The problem with your suggestion that the only objective view is that determined by majority or mass appeal is that it grants this specious 'objectivity' to the tyranny of numbers. We accept the rule of the majority in democratic votes, but I don't think we assume it necessarily follows that we are often persuaded that the best party won.
The other problem is that aesthetic appreciation is often a matter of education. Not in the sense that high brow art must be beat into us, but in the sense that very often it takes one courageous artistic vision to suggest an idea which others cannot yet grasp. Slowly, though, they come round. After all, Tolkien's work was first derided by fellow academics because it flew in the face of the ruling style of the moment, modernism. But times change and his work is now generally regarded and the subject of university courses. Does this mean that at first Tolkien was a bad author, using bad humour? Or does it mean that in fact the general understanding of his art has changed.
I could as well name other writers who at first were vastly popular and well regarded, who have now fallen into the dust bin of history, ready to be recycled some day perhaps by some intrepid interpreter. Popularity is as fickle as teen heart throbs.
Minority interpreters do not have to fall in line with the majority. Nor should the majority brow beat the minority into submission. What they should do is listen to each other, and learn from each other, see where there is common ground and where there are differences of perspective. But to be told "You're in the wrong because more people agree with me", well, that amounts to plain ole bullying.
It seems to me that you take the subjectivity of humour and out of that argue that the most 'objective' approach is to accept that of the majority. I also argue that humour is subjective. Where I differ is that I think it is possible to consider some properties of art which create humour. Sometimes it is the daring inconsistency or unusual nature of the event, the implausibility, which draw out our laughter. (Here, bodily functions are easily seen as funnier than stolid, solemn mental gymnastics because they 'bring people down to earth'.)

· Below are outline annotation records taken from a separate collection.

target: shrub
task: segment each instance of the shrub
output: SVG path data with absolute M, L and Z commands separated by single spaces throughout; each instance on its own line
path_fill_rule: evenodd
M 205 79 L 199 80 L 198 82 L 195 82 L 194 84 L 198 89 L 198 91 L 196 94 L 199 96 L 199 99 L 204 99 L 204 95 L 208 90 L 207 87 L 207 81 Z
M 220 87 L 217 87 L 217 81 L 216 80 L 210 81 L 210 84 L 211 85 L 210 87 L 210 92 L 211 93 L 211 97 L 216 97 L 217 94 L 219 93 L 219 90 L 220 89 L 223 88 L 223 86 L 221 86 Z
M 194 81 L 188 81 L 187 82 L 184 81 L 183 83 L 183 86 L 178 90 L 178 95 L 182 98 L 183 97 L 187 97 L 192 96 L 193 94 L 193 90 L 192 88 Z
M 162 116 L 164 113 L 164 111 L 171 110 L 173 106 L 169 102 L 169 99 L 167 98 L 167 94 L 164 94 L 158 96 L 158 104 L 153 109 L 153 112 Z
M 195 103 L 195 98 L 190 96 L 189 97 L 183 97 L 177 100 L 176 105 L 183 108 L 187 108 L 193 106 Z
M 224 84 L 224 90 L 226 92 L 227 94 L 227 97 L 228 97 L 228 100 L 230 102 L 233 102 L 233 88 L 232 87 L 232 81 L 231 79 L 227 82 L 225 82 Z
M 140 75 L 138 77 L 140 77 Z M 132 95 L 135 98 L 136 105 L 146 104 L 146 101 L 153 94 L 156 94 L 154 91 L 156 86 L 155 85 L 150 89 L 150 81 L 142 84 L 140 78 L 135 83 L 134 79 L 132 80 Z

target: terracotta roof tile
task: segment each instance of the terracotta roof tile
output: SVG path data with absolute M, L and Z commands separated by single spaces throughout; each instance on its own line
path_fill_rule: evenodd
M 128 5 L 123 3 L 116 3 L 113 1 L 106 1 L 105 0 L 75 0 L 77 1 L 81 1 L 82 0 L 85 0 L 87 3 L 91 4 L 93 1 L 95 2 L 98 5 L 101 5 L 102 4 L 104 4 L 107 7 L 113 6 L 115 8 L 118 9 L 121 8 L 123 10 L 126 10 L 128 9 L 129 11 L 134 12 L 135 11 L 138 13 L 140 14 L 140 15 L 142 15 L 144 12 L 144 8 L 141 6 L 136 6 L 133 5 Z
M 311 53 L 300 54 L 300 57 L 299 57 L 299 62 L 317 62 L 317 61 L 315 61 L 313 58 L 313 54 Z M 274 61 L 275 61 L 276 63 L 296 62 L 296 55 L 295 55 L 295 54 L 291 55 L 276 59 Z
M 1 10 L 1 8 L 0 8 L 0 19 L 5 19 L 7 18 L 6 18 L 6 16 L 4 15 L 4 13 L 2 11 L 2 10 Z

Comedy, I think, is meant often to be a breaker of barriers (tension, false pride, arrogance, ignorance etc), bursting the balloon of pretension and self-blindness. (Heck, just look at what happened here with the various interpretations of the Death of Crystal Heart thread. ) Maybe comedy also is designed to show up the different perspectives which we all bring to bear on an event. Thus I think it is valuable to consider the context of Jackson's various bits of comedy. Is he asking us not to take Middle-earth seriously? Or take it just as a bit of a romp? Or is he just wanting to regale us with funny moments for the sheer fun of laughter? Did he simply want to make the most number of people laugh? Okay, I guess. But how does that sit with the other aspects of his movies? And since when is the filmaker's intention the final, absolute word?
I take your point about Lucas' and Speilberg's sentimentality. For me, the high point of Lucas' art was the original
Star Wars, possibly extended to the two sequels. Jar Jar Binks and a plethora of improbable aliens show me the fraying limits of his vision. It is by the measure of the first SW that I consider Jackson's movies, because his movies bring to my mind so clearly Lucas' finest achievements.